Soviet swept-winged jet fighter research prototype

The Lavochkin La-160, known as Strelka (Arrow), was the first Soviet swept-winged jet fighter research prototype. It was designed and manufactured by the Lavochkin Design Bureau from 1946. USAF reporting name - Type 6

==Design and development==
Aircraft 160 was an all-metal pod and boom style aircraft with tri-cycle undercarriage like the Lavochkin La-152 but its mid-set wings incorporated 35° sweep at 1/4 chord. The afterburning engine was underslung in the nose with the air intake at the extreme nose, and exhaust under the rear fuselage. The tricycle undercarriage was housed entirely within the fuselage, (almost all Lavochkin jet aircraft had a similar undercarriage arrangement) when retracted allowing the wing to be built thinner and lighter. A conventional tail layout with 35^{o} swept tailplane was located at the end of the tail boom. The swept wings were of very low taper (almost constant chord) with 1/2 span flaps/ailerons and two wing fences each side.

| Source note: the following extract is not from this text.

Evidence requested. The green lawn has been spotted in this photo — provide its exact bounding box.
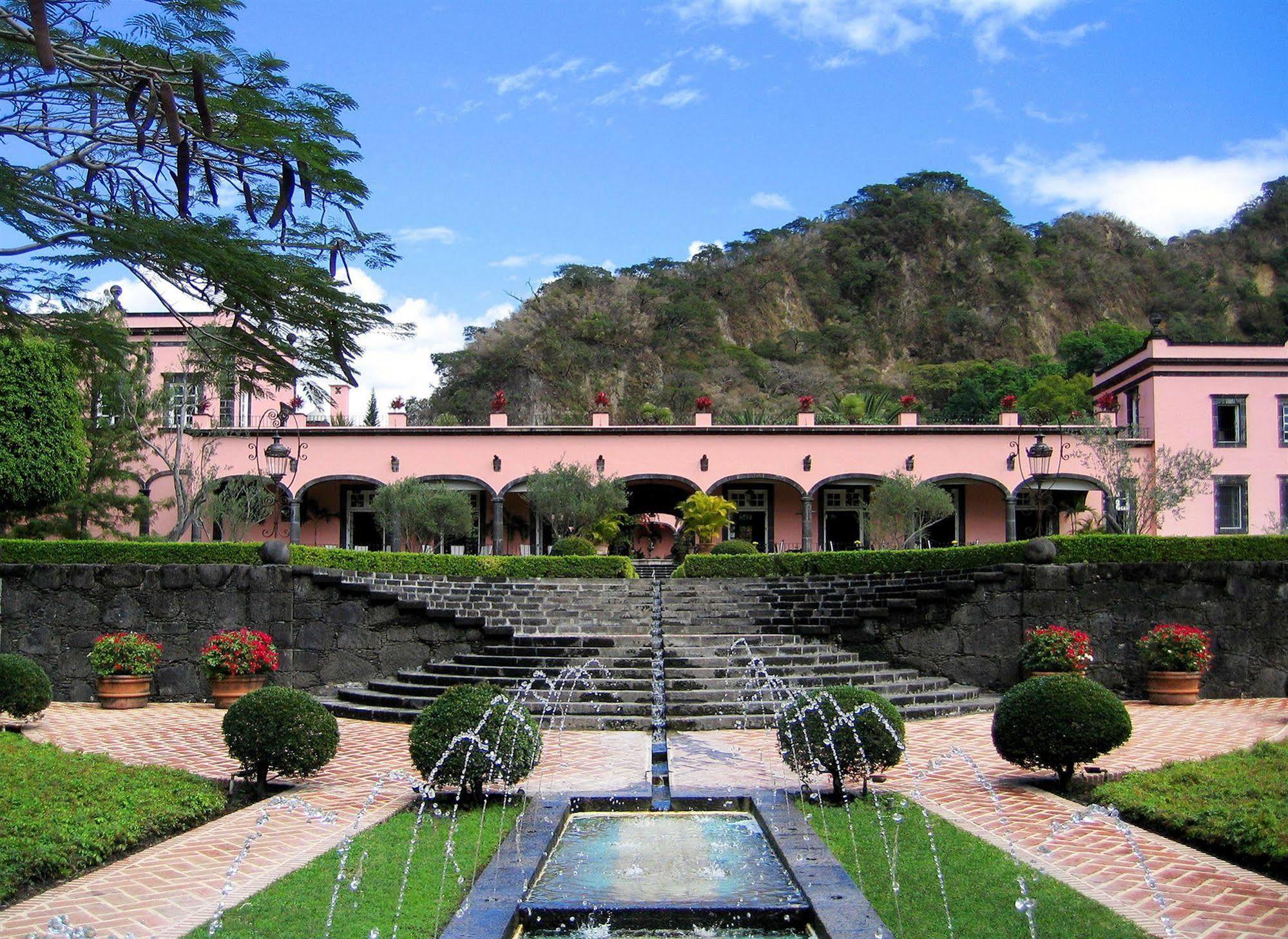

Although designed as a fighter, Aircraft 160 was intended for research into high-speed swept-wing flight, of which little was known in the mid-1940s - only the 1945-era light, piston-engined MiG-8 canard had used even a moderate degree of wing sweep before this. Following closely the layout of his previous jet-fighter prototypes Lavochkin was able to produce an aircraft capable of providing useful data and experience of high-speed flight near the speed of sound.

The first flight was on 24 June 1947. Successful flight trials were quickly followed by public display at the 1947 Aviation Day airshow at Tushino. Trials continued until Aircraft 160 broke up in flight, due to wing flutter, during tests to establish the maximum attainable speed. The experience gained with Aircraft 160 spurred on Soviet aircraft designers to design swept winged fighters, albeit cautiously.

The title 'Aircraft 160' was used previously by Lavochkin for a 'Heavy' twin engined fighter to be produced concurrently with Aircraft 150. This project was still-born, but led to the Alekseyev twin-engined I-21 series of fighters, after Alekseyev left Lavochkin's design bureau to head OKB-21 at Gor'kiy.